There is a lot of discussion about using clojure in this HN post https://news.ycombinator.com/item?id=14006242#14011870.
One comment that stuck out at me was near the bottom. I leave it at the bottom here for reference, but the jist of what i took away was that different langauges do well with different paradigms of problems. If thats the case then it stands to reason that clojure struggles with some types of problems? Or is it just that you have to approach them a different way. If thats the case, what makes one solution better then another? Its a big question but i’m curious what others think.
aisofteng 8 hours ago [-]
I think that there is something more fundamental underneath this experience report that is worth remarking upon but that isn’t mentioned in the article.
If I were going to give you a quick summary of what our codebase is like, I’d say it’s procedural code that manipulates maps.
One thing we do use more extensively are multimethods. We use this to dispatch asynchronous jobs in our workers, to fan out to different handlers from webhook endpoints, and to make transitions in our deploy finite state machine.
… sometimes you find yourself boxed into writing non-idiomatic Clojure. A good example of such a situation is dealing with a morass of heterogenous functions that can return error codes.
Languages based on different paradigms excel in different situations. Lisp-like languages such as Clojure (and, more generally, functional languages), have abstractions perhaps most well suited to “pipeline” situations - take an input, apply transforms A, B, C, … in sequence until the output is returns, bailing out if there is an error in some stage. Multimethods, which the post mentions, are a good example of this: given input X, send it off to Y based on some conditions. In software applications which have to do this sort of work, it’s a good fit.
If there is complex state to be managed under many different conditions, however, these paradigms can be cumbersome to deal with.
It is unclear to me if the category theory would still be a win on a less experienced team. I have a long history of being skeptical of things like this, but it has improved our lives recently.
The author mentions realizing that the Either monad well embodied the nature of the algorithms being implemented. Speaking from my own experience, I would suggest that teaching a team implementing the sort of software it seems the author’s team was implementing would be a worthwhile investment - but only if it was reasonably clear beforehand that those abstractions would be well suited to the problem at hand.
Perhaps the most important skill to train a team up on, in my opinion, is the ability to recognize the type of problem at hand well enough to see what abstractions would be well suited to it and thus what language to use. In other words: it is very important to choose your tools well.
If I could offer some advice to the author (and others in similar positions) regarding the question of investing time in training a team in any set of abstractions, be it concepts in category theory for the sake of Clojure or something else, it would be this: analyze the nature of the problem at hand, make a decision on what tool (language, framework, whatever) you feel would be best suited, familiarize yourself with its world if you haven’t already, and then have a meeting with your team in which you concisely explain that analysis and the reason behind your decision. Mention why other choices would not be as well suited, but, CRUCIALLY, also give examples of situations in which the other tools you considered would have been the best solution. If you have and reservations about your choice, explicitly state them. (In fact, you may be surprised by someone on the team having had experience in the domain at hand but not having mentioned it because it hadn’t become relevant yet!)

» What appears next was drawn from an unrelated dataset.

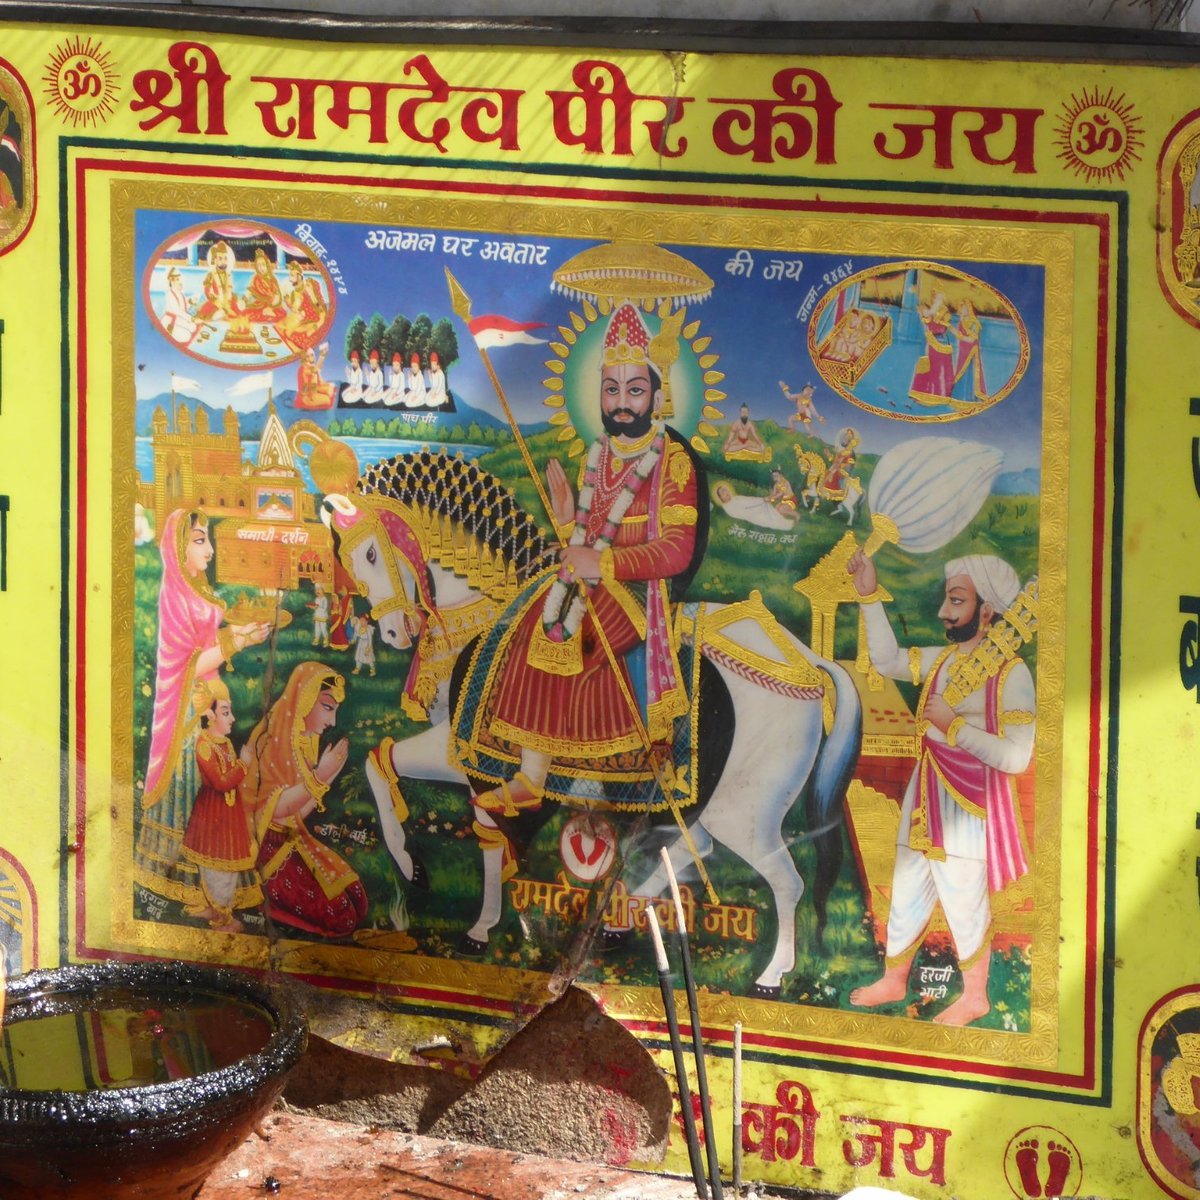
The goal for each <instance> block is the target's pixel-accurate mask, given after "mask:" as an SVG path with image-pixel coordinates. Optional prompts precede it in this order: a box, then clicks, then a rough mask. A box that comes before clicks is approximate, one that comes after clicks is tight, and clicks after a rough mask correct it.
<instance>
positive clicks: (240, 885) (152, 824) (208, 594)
mask: <svg viewBox="0 0 1200 1200" xmlns="http://www.w3.org/2000/svg"><path fill="white" fill-rule="evenodd" d="M160 550H161V554H162V578H161V582H160V584H158V646H157V650H156V654H155V690H154V713H152V715H151V722H150V752H149V757H148V761H146V769H145V776H144V784H143V790H142V803H140V810H139V815H140V826H139V833H138V842H137V847H136V850H134V864H136V865H134V878H136V880H137V882H138V883H139V884H142V887H144V888H148V889H149V890H151V892H155V893H157V894H160V895H162V896H167V898H168V899H170V900H179V901H180V902H182V904H184V905H185V907H186V908H187V911H188V912H190V913H191V914H192V916H209V914H210V908H211V906H210V905H209V902H208V899H206V898H205V895H204V893H203V888H202V886H200V878H199V869H198V868H197V866H196V864H194V863H190V862H187V860H186V858H181V857H180V851H181V847H182V839H184V830H185V829H186V828H187V821H188V817H190V816H191V812H192V806H193V803H194V800H196V794H197V791H198V790H199V787H200V784H202V780H200V776H199V773H198V772H197V767H196V736H197V731H198V727H199V719H200V713H202V712H203V710H204V709H206V708H208V707H209V706H210V704H211V703H212V695H211V692H209V691H206V690H205V689H206V685H209V684H211V683H215V682H217V680H218V679H220V671H221V667H222V666H223V665H226V664H228V662H230V661H232V660H233V656H234V655H235V654H239V653H240V652H242V650H245V649H246V648H247V647H253V646H257V644H259V643H260V642H264V641H265V640H266V637H268V636H269V635H270V632H271V626H270V625H269V624H266V623H264V622H256V623H251V624H242V625H229V624H227V623H226V606H224V602H223V601H222V600H221V599H220V598H218V596H217V594H216V593H215V592H214V589H212V584H211V583H210V582H209V576H208V571H209V564H210V563H211V562H212V540H211V538H210V536H209V518H208V517H206V516H205V515H204V512H202V511H199V510H198V509H192V510H187V509H175V510H174V511H173V512H170V514H168V515H167V518H166V520H164V521H163V524H162V539H161V546H160ZM197 696H200V697H202V700H200V703H197ZM257 902H258V884H257V882H256V881H254V880H253V877H252V876H250V875H247V876H246V877H245V878H242V880H241V881H240V882H239V884H238V890H236V895H235V898H234V899H233V907H235V908H245V907H250V906H251V905H254V904H257Z"/></svg>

This will not only teach the reasoning process but also give the team some information about what alternate approaches to consider when faced with a problem unlike the ones they have seen before, especially if the team is junior.
Furthermore, sometimes one discovers that the nature of the problem being worked on is, in fact, different from what it was originally understood as. It is a lot to place on one lead to always be vigilant about that, and self-doubt can creep in. If you transparently expose your thought processes to your team, you may find yourself surprised by eventually having a team member saying to you, “don’t you think that this other tool/approach you had considered may actually be better suited to now”?
It is a lead’s job to lead, but it is also to share as much of their knowledge, experience, and reasoning process as possible with the team. Sometimes we go down the wrong route at first, but everyone on a team should understand the why and what of every point along the way. As a lead, I make it my goal to train everyone under me well enough to replace me and to feel comfortable enough to voice any commentary on the decisions I have made.
I was going to go on, but I think I went off on a bit of a tangent. I’ll leave off here.